Если задаться целью составить «собирательный образ» Киплинга-прозаика и поэта на основании мнений о нем его авторитетных современников, начиная с лондонских рецензий конца 80-х — начала 90-х годов позапрошлого века, то мы увидим, что пишущие об авторе «Маугли» — будь то открывший Киплинга-прозаика Эндрю Лэнг или открывший Киплинга-поэта Уильям Эрнст Хенли, Стивенсон или Генри Джеймс, Джеймс Барри или Оскар Уайльд, Эдмунд Госс или Честертон, Джордж Мур, Герберт Уэллс или Томас Стернз Элиот, — не слишком противоречат друг другу. Образ того, что Уэллс в книге «Новый Макиавелли» (1911) назвал «киплингизмом» («В университете определяющее влияние на меня оказал не социализм, а киплингизм»), «собирается» довольно цельный. Вот он.
Киплинг — прирожденный новеллист, он — «бегун на короткие дистанции», при этом писатель одинаково уверенно чувствует себя в описании ситуаций и эпизодов как юмористических, так и патетических. Его малая проза отличается оригинальностью, непосредственностью, острой наблюдательностью, грубоватостью и вместе с тем изяществом, представляя собой сочетание, казалось бы, несочетаемого — реализма и романтизма, цинизма и сопереживания, тягой — в духе Брет-Гарта — к описанию экзотических сюжетов, нравов, быта, психологии и ландшафтов мало известной читателю Британской Индии и столь же мало известного «племени» англо-индийцев. В отличие от традиционной сюжетной прозы, малая проза Киплинга пишется «как придется» (Конан Дойл), в описаниях нет-нет да блеснет вдруг неожиданный, яркий, смелый образ, при этом оборваться рассказ может в любом месте. Не даются писателю большая проза («Ким» — исключение) и концовки рассказов; многие из них завершаются фразой, которую мы уже не раз приводили. Заключительная авторская реплика «Но это уже другая история» стала мишенью многочисленных пародий, она свидетельствует о неумении (или нежелании) автора поставить точки над «i».
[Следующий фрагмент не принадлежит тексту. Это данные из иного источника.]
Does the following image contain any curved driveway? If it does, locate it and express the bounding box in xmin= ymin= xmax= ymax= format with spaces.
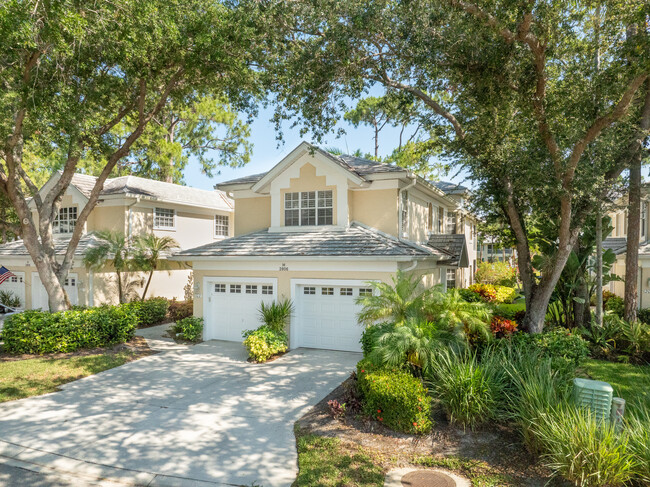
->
xmin=0 ymin=338 xmax=360 ymax=486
Язык Киплинга-прозаика (да и поэта, по существу, тоже) — смесь, как писал Хенли, «всех сленгов на свете», диалектная речь удается ему, как, пожалуй, никакому другому английскому писателю; в стихии просторечного диалога он чувствует себя как рыба в воде, знает эту свою сильную сторону и иногда излишне диалогом увлекается. Киплинг талантлив, многообещающ (впервые после Диккенса), плодовит, разнообразен. При этом — неровен, порой небрежен, слишком спешит («должен предохранять зажженный им костер обеими руками» — Стивенсон), не способен писать сердцем («в нем нет ни единой капли сердечной крови» — Стивенсон), слабоват в композиции, в нюансировке. «Его проза, — писал Джеймс, — это сплошные трубы и кастаньеты, ни единого завывания скрипки или соловьиной трели». «Он слишком громко колотит по клавишам во время концерта в какой-нибудь забегаловке», — вторит Джеймсу Госс. Он отменно знает местные обычаи, но не знает жизни (Джеймс Барри). Как никакому другому английскому писателю конца века, Киплингу «повезло с опытом» (Хенли), семилетняя репортерская работа в Индии снабдила его бесценным жизненным материалом, научила писать метко, без прикрас, «по делу», превратила «в нашего главного авторитета по пошлости» (Уайльд).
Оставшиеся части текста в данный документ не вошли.